US - Maryland - Full Moon 246 - 09/16/16
Merge Records (US) / City Slang (EU)
'The word "tween" implies a certain, very specific kind of awkwardness, and those implications are rarely positive. But think about it like
this: Something "tween" is in the process of becoming something else, and there's a very specific kind of beauty in that becoming. There's something rewarding in recognizing and celebrating
it - in meeting it halfway.' (Merge Records).
Maryland duo Wye Oak - Jenn Wasner (lead vocals, guitars) and Andy Stack (synthesizer, piano, drums, percussion) - are back with their fifth album so far since their self-released debut
album, If Children (2007, later to be re-released by Merge in 2008). Tween comes some two years after their last album, Shriek. This new
record was launched physically in early August, after a digital pre-launch three months ago. However, the songs included are much older, as these eight tracks are from the years 2011-2014,
from the Civilian (2011) and Shriek (2014) song-writing/recording period. As the twosome states, these songs were 'written, scrapped,
and re-purposed'. Old (well, not that old...) in-between songs, 're-purposed' for this new album. Wasner and Stack have described the Tween songs as
'not emblematic of a step forward, but a step sideways in time.' In fact, this is Wye Oak's album number 4 1/2.
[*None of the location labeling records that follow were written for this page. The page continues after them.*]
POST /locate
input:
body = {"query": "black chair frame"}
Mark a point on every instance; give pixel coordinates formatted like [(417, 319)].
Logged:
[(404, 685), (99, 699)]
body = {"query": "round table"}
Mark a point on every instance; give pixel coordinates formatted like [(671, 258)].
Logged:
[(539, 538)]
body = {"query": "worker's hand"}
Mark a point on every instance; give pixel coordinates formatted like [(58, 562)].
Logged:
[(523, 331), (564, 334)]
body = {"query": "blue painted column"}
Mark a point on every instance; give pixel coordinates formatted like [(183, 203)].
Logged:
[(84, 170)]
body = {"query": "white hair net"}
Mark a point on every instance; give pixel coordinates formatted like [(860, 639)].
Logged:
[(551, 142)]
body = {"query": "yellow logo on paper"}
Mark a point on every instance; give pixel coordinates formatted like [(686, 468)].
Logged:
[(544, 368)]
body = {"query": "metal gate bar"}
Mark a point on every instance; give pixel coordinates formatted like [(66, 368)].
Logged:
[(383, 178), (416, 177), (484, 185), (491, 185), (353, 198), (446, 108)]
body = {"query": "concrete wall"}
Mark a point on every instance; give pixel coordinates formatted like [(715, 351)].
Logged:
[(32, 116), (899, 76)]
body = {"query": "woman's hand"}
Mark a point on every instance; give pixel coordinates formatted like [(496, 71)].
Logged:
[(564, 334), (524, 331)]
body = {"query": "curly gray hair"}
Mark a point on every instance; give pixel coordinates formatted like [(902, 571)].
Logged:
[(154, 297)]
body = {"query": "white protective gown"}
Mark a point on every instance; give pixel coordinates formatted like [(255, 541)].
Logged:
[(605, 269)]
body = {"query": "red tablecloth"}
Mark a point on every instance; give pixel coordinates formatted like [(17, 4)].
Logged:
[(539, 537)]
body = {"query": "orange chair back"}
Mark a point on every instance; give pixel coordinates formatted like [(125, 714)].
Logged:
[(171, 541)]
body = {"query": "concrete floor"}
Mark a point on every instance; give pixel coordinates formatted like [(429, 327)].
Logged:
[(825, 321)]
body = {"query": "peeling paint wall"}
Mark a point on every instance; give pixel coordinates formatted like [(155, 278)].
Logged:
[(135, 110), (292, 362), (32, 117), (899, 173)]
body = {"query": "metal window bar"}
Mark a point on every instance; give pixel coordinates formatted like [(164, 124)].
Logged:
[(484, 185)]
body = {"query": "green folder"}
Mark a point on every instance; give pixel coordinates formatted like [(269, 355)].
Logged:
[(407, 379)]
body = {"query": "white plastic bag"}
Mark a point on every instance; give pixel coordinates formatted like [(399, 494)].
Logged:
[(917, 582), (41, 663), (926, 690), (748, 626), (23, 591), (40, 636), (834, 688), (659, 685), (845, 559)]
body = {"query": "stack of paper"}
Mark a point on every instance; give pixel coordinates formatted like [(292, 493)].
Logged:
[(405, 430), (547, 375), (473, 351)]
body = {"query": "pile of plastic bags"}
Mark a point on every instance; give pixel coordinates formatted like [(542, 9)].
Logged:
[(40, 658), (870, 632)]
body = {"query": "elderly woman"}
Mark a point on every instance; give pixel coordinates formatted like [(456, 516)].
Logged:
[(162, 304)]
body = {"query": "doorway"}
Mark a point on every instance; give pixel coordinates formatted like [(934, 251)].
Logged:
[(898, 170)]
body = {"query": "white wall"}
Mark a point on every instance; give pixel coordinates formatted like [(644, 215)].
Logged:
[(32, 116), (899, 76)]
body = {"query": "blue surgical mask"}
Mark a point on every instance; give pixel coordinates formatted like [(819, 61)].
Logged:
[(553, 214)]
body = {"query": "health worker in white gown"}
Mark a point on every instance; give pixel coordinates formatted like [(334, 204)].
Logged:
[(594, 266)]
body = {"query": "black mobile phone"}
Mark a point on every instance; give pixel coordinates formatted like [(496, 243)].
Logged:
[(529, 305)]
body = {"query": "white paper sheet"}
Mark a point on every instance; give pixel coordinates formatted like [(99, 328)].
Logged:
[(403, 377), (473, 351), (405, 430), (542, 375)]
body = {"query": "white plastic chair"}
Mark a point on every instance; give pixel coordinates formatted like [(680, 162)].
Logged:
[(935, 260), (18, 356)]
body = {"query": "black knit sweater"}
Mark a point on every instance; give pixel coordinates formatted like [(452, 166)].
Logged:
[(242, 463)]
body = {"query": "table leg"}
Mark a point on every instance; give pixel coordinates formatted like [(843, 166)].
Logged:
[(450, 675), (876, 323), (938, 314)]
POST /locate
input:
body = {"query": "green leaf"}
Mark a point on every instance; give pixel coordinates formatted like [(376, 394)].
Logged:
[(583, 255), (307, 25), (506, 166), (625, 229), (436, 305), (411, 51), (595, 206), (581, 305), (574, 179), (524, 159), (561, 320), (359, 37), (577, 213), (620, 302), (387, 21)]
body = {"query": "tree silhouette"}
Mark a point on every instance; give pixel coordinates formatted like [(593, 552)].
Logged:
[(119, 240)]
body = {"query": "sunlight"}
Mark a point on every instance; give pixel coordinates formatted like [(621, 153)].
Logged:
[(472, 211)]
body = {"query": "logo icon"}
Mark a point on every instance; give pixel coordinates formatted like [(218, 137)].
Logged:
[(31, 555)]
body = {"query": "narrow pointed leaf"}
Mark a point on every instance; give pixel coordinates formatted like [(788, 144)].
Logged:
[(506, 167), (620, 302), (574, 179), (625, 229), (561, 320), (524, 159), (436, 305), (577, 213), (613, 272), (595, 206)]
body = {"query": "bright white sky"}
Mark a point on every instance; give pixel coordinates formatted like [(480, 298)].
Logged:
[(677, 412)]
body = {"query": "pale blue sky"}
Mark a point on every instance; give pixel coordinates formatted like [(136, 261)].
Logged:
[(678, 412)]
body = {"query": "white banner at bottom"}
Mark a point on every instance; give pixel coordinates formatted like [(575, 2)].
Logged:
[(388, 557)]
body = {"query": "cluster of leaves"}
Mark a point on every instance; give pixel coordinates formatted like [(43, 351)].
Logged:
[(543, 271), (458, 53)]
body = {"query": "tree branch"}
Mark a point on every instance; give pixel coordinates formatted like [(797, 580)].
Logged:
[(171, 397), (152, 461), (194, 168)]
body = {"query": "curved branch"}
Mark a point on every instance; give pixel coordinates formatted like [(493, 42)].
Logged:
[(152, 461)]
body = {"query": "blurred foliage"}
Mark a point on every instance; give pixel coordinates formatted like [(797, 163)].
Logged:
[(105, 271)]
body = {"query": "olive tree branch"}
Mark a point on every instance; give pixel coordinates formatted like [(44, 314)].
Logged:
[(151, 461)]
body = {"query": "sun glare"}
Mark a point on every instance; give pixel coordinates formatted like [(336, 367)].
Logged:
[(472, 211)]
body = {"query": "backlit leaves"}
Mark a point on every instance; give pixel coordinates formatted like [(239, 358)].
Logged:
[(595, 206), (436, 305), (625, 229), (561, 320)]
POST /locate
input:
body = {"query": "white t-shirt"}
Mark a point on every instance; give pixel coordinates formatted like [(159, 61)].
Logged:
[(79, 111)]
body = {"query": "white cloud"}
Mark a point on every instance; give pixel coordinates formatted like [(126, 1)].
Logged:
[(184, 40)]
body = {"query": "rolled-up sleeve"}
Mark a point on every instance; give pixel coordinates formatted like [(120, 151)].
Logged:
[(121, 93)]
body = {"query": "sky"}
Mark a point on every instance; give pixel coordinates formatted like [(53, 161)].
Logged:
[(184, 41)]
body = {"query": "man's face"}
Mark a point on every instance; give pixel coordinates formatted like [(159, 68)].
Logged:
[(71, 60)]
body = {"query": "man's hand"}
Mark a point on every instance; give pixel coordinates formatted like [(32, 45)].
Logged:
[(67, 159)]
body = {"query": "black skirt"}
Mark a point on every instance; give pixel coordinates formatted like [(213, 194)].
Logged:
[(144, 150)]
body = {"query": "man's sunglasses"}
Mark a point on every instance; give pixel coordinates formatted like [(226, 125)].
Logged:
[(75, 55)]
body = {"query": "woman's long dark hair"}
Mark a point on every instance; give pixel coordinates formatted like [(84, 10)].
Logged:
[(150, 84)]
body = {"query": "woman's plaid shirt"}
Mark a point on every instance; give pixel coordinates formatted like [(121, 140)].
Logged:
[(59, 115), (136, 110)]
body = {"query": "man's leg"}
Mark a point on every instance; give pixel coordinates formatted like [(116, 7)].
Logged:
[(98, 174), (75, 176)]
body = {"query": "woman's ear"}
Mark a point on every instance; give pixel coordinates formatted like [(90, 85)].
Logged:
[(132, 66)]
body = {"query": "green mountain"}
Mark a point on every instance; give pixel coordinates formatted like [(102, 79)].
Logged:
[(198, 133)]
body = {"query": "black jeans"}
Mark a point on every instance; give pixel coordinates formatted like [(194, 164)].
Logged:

According to Merge, 'these are no castaways or cutouts. In fact, pound for pound, Tween might actually be more directly accessible than
Shriek.' Well, to this I can agree. The Tween songs are, if not immediately catchy and hummable, somewhat more straightforward and less introvert than most of the Shriek
tracks. That said, Wye Oak operate within a dreamy, blurred pop landscape - despite one of their song titles, "No Dreaming". Stack and Wasner know how to create floating dream-pop music.
They know their Cocteau Twins and their shoegaze (Cocteau Twins meets The Besnard Lakes, anyone...?), but they're more of a 'rock band' than say, another Maryland duo, Beach House. Tweens
unveils quite a few neat pop songs, such as "If You Should See", "Better (For Esther)", and "Watching the Waiting". The majestic and mysterious "No Dreaming" is also a fine moment. All in
all, Tweens is good company, despite a couple of more anonymous tracks. Eight songs clocking in at some 35 minutes. The songs which until now have had wrong 'timing
and context', are all both electric and electronic at the same time. 'tween time and place. Enter Wye Oak's comfort zone for some chill and ease.